I have frequently remarked that the paradox of immigration reform is that fixing the system has to be done by the same folks that screwed it up in the first place.
It seems in these days of lobbyist-written legislation that any time Congress tries to fix anything they end up making the situation even worse.
Congress displayed spectacular legislative incompetence in the Immigration Act of 1990 that created H-1B. Each and every time Congress has addressed H-1B again it has only screwed up the system more.
One of Congress's serial screw-ups in was to exempt universities from the H-1B quota.
It turns out that universities are just as adept at abusing H-1B as commercial ventures. I previously wrote about universities replacing their American employees with H-1Bs.
A newly released forensic audit of Wright State University in Ohio explores another creative way universities can abuse the H-1B quota exemption Congress has given them: Import workers on H-1B visas and then contract them out to commercial employers. (This story first broke in 2015.)

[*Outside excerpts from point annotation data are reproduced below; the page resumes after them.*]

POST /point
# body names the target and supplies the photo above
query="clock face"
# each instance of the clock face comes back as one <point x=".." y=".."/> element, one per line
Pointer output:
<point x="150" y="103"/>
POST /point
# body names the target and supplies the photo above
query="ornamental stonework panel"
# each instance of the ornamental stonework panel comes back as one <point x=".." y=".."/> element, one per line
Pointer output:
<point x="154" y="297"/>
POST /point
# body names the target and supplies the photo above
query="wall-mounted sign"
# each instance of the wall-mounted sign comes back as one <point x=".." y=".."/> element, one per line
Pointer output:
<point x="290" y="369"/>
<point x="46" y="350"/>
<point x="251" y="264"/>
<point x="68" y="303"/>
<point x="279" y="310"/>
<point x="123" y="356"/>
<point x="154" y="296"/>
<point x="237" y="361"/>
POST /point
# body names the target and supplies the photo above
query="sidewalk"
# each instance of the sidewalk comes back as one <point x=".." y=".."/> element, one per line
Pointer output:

H-1B workers hired by Wright State University and exempt from the quota found their way to several companies, including Lexis-Nexis and UES. To add to the foul stench of corruption, Lexis-Nexis's managing director for North America, Sean Fitzpatrick, is on the board of trustees at Wright State and the CEO of UES was on the board until this story became public.
What is it going to take for Congress to seriously address the abuse in H-1B? Americans being replaced by foreign workers has not done it. Maybe it would take something as extreme as someone using H-1B to import teenage sex slaves into the United States to finally get Congress to do more than dance to industry lobbyists feeding them campaign cash.
My mistake — that already happened, and Congress responded by expanding H-1B.